General Marking Principles for the portfolio

This information is provided to help you understand the general principles you must apply when marking candidate responses to this portfolio. These principles must be read in conjunction with the Detailed Marking Instructions, which identify the key features required in candidate responses.

(a) Marks for each candidate response must always be assigned in line with these General Marking Principles and the Detailed Marking Instructions for this assessment.
(b) Marking should always be positive. This means that, for each candidate response, marks are accumulated for the demonstration of relevant skills, knowledge and understanding: they are not deducted from a maximum on the basis of errors or omissions.
(c) The candidate’s writing will be marked in terms of content and style.
(d) Assessment should be holistic. There will be strengths and weaknesses in every piece of writing; assessment should focus as far as possible on the strengths, taking account of weaknesses only when they significantly detract from the overall performance . Marks should be awarded for the quality of the writing, and not deducted for errors or omissions. Writing does not have to be perfect to gain full marks

Detailed Marking Instructions for the portfolio

Consistent technical accuracy is a requirement for a mark of 8 or above. Consistent technical accuracy means that few errors will be present: paragraphs, sentences and punctuation will be accurate and organised so that the writing can be clearly and readily understood; and spelling errors (particularly of high frequency words) should be infrequent.

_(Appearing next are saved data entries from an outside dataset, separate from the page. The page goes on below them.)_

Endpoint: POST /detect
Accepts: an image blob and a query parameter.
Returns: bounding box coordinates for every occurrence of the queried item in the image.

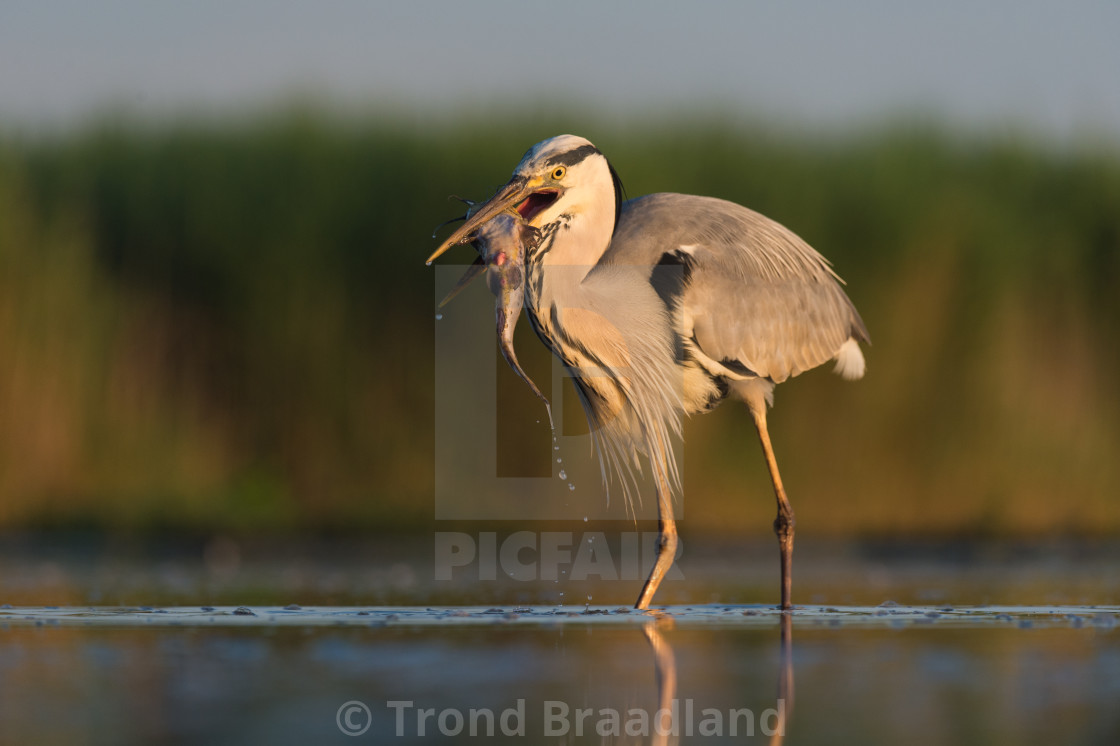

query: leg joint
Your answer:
[773,506,795,541]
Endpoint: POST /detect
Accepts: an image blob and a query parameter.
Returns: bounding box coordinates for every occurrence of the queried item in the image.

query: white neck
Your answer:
[524,153,617,352]
[535,157,616,272]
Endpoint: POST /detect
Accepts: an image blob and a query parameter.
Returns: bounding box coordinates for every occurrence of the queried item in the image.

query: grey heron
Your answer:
[429,135,869,610]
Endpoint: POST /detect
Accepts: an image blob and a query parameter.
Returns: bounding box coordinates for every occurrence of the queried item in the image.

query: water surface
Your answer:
[1,537,1117,744]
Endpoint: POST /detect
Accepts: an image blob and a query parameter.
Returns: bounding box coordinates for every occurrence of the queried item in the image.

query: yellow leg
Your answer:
[748,399,795,610]
[634,478,677,610]
[635,430,678,610]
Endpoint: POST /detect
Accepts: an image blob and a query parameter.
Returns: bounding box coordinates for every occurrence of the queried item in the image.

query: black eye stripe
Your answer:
[544,144,600,168]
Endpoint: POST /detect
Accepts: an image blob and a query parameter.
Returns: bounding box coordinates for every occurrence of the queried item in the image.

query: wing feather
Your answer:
[605,193,869,385]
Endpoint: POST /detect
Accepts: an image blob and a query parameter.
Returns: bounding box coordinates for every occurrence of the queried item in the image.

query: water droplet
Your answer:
[556,458,562,464]
[583,516,588,522]
[435,313,443,321]
[569,484,576,491]
[554,445,560,451]
[558,469,567,479]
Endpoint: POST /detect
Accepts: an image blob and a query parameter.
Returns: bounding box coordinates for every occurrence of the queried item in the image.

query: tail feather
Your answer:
[833,338,866,380]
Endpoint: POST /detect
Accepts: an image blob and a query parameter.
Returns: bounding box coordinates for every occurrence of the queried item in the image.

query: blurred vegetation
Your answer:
[1,111,1118,536]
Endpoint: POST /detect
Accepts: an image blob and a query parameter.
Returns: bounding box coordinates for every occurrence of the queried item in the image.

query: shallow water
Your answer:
[1,537,1118,744]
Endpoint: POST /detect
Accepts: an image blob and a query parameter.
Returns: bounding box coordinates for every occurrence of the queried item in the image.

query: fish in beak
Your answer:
[426,174,560,265]
[454,212,552,426]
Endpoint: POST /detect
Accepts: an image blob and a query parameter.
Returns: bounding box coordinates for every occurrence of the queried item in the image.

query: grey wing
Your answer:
[605,193,870,384]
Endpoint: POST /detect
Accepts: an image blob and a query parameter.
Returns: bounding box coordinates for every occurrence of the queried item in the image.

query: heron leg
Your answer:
[748,399,795,610]
[635,440,678,610]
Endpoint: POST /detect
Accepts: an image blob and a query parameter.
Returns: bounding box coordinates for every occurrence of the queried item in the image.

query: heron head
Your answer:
[427,134,622,264]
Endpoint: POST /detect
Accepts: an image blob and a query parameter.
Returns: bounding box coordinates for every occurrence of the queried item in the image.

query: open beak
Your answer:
[427,175,559,265]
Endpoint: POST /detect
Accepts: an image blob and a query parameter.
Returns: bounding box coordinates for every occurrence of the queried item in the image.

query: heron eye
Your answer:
[551,166,566,180]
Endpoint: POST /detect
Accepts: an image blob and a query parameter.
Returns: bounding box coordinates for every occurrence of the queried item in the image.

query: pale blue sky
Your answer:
[2,0,1118,142]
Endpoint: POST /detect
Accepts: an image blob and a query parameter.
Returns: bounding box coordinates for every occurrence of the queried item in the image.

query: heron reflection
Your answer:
[640,614,794,745]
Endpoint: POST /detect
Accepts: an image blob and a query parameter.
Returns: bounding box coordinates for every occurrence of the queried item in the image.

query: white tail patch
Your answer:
[833,338,866,380]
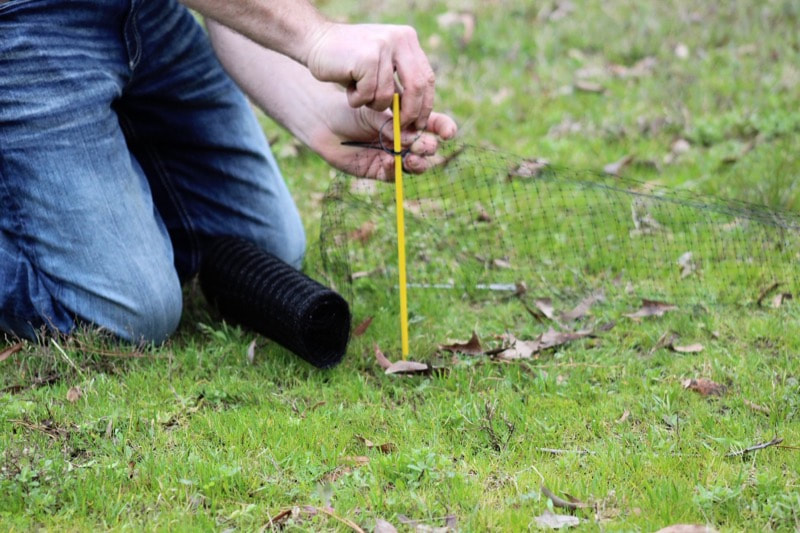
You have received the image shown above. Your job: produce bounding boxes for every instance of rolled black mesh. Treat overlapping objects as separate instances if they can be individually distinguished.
[199,237,351,369]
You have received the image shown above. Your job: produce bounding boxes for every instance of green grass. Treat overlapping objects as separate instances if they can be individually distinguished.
[3,0,800,530]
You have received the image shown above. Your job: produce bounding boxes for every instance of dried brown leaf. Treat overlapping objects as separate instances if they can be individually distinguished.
[440,331,483,355]
[352,316,373,337]
[538,327,593,349]
[374,518,398,533]
[671,343,704,353]
[534,298,556,320]
[374,344,392,370]
[682,378,726,397]
[385,360,429,375]
[508,158,550,179]
[349,221,375,243]
[743,399,770,415]
[534,510,580,529]
[0,341,24,363]
[574,80,606,94]
[376,442,397,454]
[341,455,370,466]
[617,409,631,423]
[624,299,678,319]
[66,386,82,403]
[492,258,511,269]
[756,282,782,307]
[541,485,591,510]
[354,435,375,448]
[677,251,697,278]
[496,334,540,361]
[603,154,634,176]
[355,436,397,454]
[771,292,792,308]
[561,291,604,322]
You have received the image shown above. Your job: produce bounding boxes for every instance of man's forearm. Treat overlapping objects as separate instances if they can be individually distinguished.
[180,0,328,66]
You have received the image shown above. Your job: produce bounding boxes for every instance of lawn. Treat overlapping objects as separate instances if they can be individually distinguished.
[2,0,800,531]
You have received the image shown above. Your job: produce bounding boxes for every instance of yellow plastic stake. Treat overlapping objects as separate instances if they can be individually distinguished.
[392,93,410,359]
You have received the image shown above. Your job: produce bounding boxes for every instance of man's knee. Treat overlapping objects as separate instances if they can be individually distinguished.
[110,273,183,344]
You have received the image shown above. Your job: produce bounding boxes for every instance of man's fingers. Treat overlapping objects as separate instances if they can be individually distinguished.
[425,112,458,140]
[346,60,378,109]
[393,29,434,129]
[366,50,395,112]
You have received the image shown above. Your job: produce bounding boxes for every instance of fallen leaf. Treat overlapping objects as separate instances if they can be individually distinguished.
[677,251,697,278]
[355,435,374,448]
[322,456,370,483]
[246,339,256,365]
[491,258,511,270]
[624,299,678,319]
[655,525,719,533]
[756,281,782,307]
[574,80,606,94]
[650,331,680,354]
[385,360,430,375]
[415,526,450,533]
[508,158,550,179]
[440,331,484,355]
[671,343,704,353]
[617,410,631,423]
[534,510,580,529]
[349,221,375,243]
[682,378,726,397]
[541,485,591,510]
[66,386,82,403]
[604,155,634,177]
[630,197,663,233]
[534,298,556,320]
[349,268,382,281]
[355,435,397,454]
[561,291,604,322]
[538,327,593,349]
[743,399,770,415]
[353,316,373,337]
[771,292,792,308]
[374,518,398,533]
[376,443,397,454]
[496,334,541,361]
[374,344,393,370]
[0,341,24,362]
[608,56,657,78]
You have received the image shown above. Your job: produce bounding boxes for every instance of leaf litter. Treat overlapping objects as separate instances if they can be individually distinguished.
[624,299,678,319]
[682,378,726,397]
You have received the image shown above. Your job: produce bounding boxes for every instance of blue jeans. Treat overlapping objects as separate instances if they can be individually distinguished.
[0,0,305,343]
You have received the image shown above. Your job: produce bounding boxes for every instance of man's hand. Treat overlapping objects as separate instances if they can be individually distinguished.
[308,100,457,181]
[305,23,436,131]
[183,1,437,130]
[207,21,457,180]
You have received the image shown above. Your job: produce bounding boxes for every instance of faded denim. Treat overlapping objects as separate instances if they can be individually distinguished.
[0,0,305,343]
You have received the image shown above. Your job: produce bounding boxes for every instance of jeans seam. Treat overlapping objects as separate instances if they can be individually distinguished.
[123,0,143,72]
[118,113,202,275]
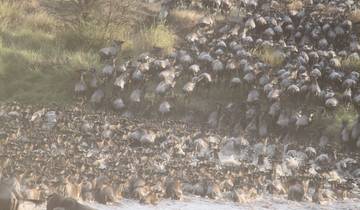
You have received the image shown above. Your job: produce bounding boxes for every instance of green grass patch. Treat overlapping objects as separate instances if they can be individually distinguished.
[0,1,176,105]
[136,23,176,55]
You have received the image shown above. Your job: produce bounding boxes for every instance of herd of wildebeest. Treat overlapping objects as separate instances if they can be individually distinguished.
[2,0,360,209]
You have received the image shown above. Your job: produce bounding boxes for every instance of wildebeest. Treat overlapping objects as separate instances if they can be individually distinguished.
[46,193,96,210]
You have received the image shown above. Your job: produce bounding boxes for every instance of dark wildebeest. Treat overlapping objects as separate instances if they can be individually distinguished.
[46,193,96,210]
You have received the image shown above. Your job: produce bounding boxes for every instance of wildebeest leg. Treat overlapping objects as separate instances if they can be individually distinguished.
[12,196,19,210]
[80,96,87,108]
[223,77,228,89]
[183,95,187,106]
[187,95,192,105]
[206,86,211,98]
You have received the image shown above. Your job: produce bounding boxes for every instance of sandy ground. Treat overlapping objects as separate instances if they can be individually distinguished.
[21,196,360,210]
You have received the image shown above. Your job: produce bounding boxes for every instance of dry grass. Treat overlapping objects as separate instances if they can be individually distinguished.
[140,24,176,54]
[122,23,176,56]
[287,0,303,11]
[350,10,360,23]
[342,56,360,72]
[272,0,308,13]
[311,4,339,17]
[168,8,226,46]
[170,9,204,30]
[253,47,285,68]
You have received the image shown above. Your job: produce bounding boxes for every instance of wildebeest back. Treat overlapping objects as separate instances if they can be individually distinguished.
[46,193,96,210]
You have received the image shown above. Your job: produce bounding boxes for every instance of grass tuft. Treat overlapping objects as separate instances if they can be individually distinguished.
[170,9,204,29]
[342,56,360,72]
[350,10,360,23]
[253,47,285,68]
[139,24,176,54]
[287,0,303,11]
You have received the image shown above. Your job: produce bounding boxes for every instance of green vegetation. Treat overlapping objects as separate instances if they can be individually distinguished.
[138,24,175,54]
[0,1,175,104]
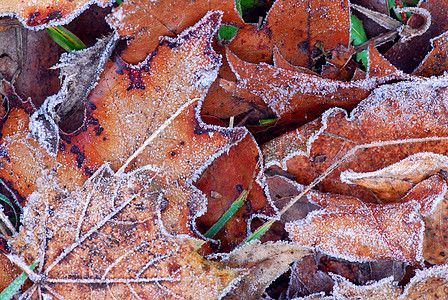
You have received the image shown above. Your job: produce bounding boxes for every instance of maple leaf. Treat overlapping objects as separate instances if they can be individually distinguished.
[0,12,251,238]
[6,165,240,299]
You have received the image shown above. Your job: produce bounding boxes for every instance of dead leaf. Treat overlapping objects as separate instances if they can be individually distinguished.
[384,0,448,73]
[7,165,240,299]
[107,0,244,64]
[414,31,448,77]
[341,152,448,203]
[263,0,350,68]
[0,0,110,29]
[286,177,445,265]
[195,133,276,252]
[332,275,402,300]
[332,264,448,300]
[221,241,310,300]
[263,78,448,202]
[286,255,334,298]
[227,43,410,125]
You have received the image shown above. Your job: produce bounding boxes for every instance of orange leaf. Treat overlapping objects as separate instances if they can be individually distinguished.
[263,78,448,202]
[0,0,109,29]
[107,0,244,64]
[227,44,409,125]
[8,166,240,299]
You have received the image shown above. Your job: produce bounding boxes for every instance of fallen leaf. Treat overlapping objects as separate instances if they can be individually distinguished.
[332,264,448,300]
[221,241,310,300]
[195,133,276,252]
[263,78,448,202]
[423,194,448,265]
[0,0,110,29]
[286,255,334,299]
[413,31,448,77]
[332,275,402,300]
[286,176,445,265]
[227,43,410,125]
[262,0,350,68]
[107,0,244,64]
[341,152,448,203]
[384,0,448,73]
[7,165,240,299]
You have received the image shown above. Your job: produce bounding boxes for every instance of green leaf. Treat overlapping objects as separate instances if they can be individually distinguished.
[204,190,248,238]
[235,0,259,17]
[0,194,18,228]
[0,261,38,300]
[217,25,238,40]
[116,0,123,4]
[350,13,369,69]
[46,26,86,52]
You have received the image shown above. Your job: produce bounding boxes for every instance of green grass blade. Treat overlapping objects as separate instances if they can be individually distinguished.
[46,26,86,52]
[259,118,277,125]
[244,219,275,244]
[217,25,238,40]
[0,261,38,300]
[0,194,18,228]
[350,13,369,69]
[204,190,248,239]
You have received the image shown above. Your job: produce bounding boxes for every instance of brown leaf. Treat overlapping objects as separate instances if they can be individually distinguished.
[332,275,401,300]
[332,264,448,300]
[384,0,448,73]
[263,0,350,68]
[222,241,310,300]
[263,78,448,202]
[8,166,240,299]
[286,178,445,265]
[195,134,276,252]
[0,12,245,221]
[227,44,410,125]
[107,0,244,64]
[0,0,109,28]
[413,31,448,77]
[286,255,334,298]
[341,152,448,203]
[423,195,448,265]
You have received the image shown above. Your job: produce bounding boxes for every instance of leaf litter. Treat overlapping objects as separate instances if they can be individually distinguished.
[3,0,448,298]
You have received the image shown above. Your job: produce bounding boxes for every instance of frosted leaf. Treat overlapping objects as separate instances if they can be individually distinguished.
[49,33,119,129]
[0,0,112,30]
[7,165,241,299]
[107,0,244,63]
[263,77,448,202]
[221,241,310,299]
[330,264,448,299]
[341,152,448,203]
[227,45,412,126]
[286,187,436,265]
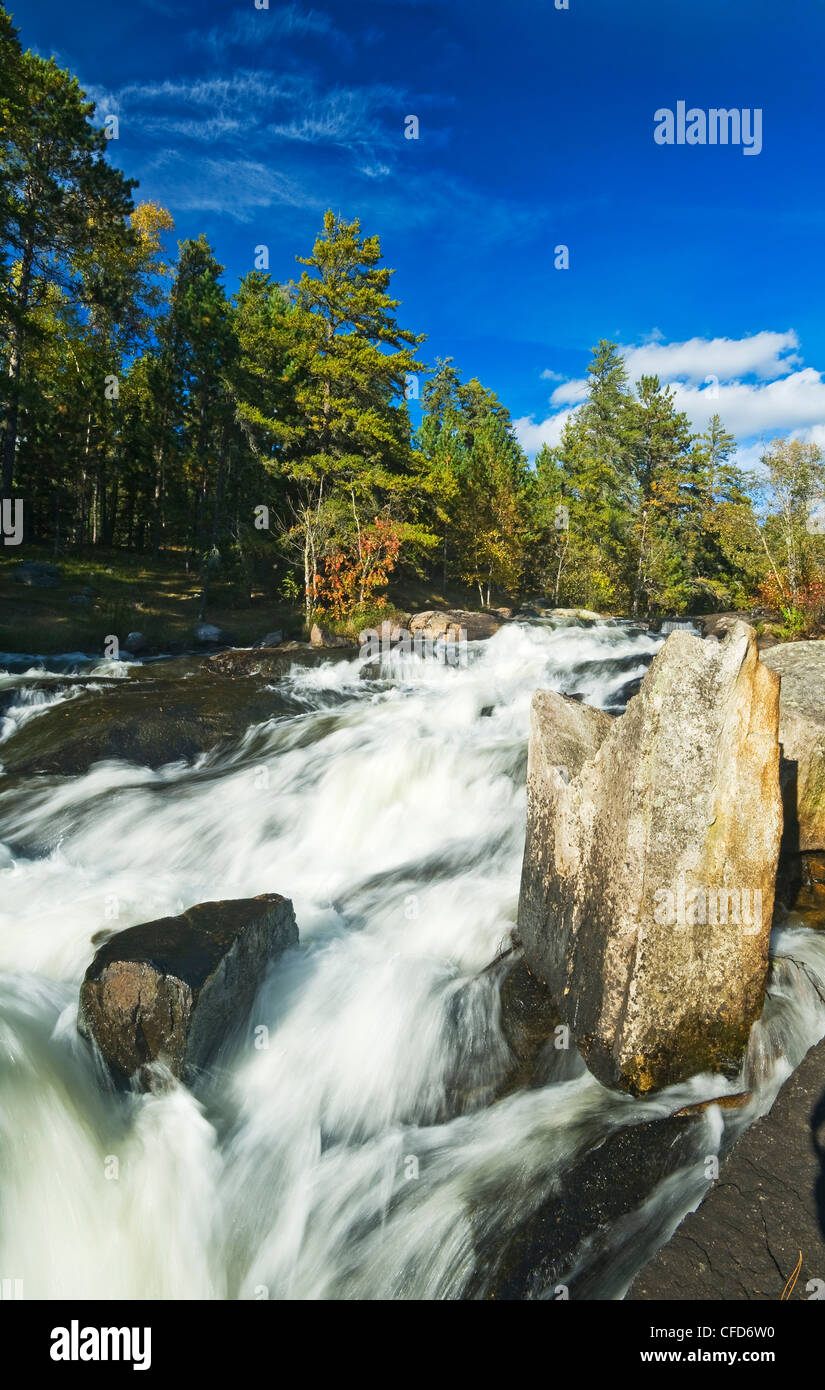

Assessors should assess the essay in terms of content and style and arrive at a final mark. The following tables for each genre of writing should be used in helping assessors arrive at a mark. The band descriptors in the tables refer to the middle of each marks band.

For each of the texts, the Marker should select the band containing the descriptors that most closely describe the piece of writing .

Once that best fit has been decided, then:

  • where the evidence almost matches the level above, the highest available mark from that band range should be awarded
  • where the candidate’s work just meets the standard described, the lowest mark from that band range should be awarded

Otherwise the mark from the middle of that band range should be awarded.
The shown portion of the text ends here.